Numerosos historiadores ocuparam-se, e ainda ocupam-se, de estudar os debates conflituosos que, no curso dos tempos, ideias ou posturas novas opõem a outras grandes tradições de pensamento. Lembra Michel Onfray: uma civilização não produz uma religião, porque é a religião que produz a civilização. A economia nada conta na produção de uma civilização, porque todas, sem exceção, erigem-se a partir do capitalismo, que pode ter várias versões. E, a cada cabeça cortada, nasce outra. Por isso, as civilizações são, por assim dizer, incomparáveis. “Uma civilização morta obedece ao esquema que a conduziu do nascimento ao desaparecimento, via momentos de crescimento, ascensão e queda. A civilização nascente obedecerá ao mesmo ciclo”. E assim até o fim das civilizações territorializadas. Desta história, temos dois marcos: o do ressentimento, a partir da Revolução Francesa e as duas guerras mundiais seguintes, e o da civilização planetária, a partir do 11 de setembro 2001 e toda a destruição consequente, Islã versus Ocidente. E que ainda se faz presente em ritmo de iconoclastia.
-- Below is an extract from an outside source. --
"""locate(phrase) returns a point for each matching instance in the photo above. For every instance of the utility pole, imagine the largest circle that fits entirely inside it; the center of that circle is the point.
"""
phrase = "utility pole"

Pepe Escobar, jornalista e autor, estende a história (artigo no Brasil 247, 26-11), antecipando a ascensão das três principais civilizações territorializadas. Mais estruturados e menos caóticos já estão: o Islã moderado, o taoísmo/confucionismo chinês, o cristianismo ortodoxo. Sua sobrevivência iria até a inexorável chegada da civilização desterritorializada, planetária, única. Que, hoje, só a podemos descrever pela ficção cientifica de Aldous Huxley e seus mundos novos. Segundo o teólogo suíço Hans Küng, essas são três religiões de pregação humanitária e compartilhamento. A Igreja Ortodoxa conseguiu manter-se sob todos os sistemas políticos, até mesmo durante a última perseguição de 70 anos sob o regime comunista, com milhares de mártires. No confucionismo chinês, a humanidade é o fundamento para uma ética comum de comportamento para com o próximo, a sociedade, a natureza; ética e moral. No Islã, persiste a divisão dos três partidos (xiita, sunita, harigita). Como em toda religião, há violência, mas são claros os imperativos de humanitarismo e justiça. Há também reformadores em busca de uma base espiritual para a economia, cultura e sociedade, pois a religião expande-se.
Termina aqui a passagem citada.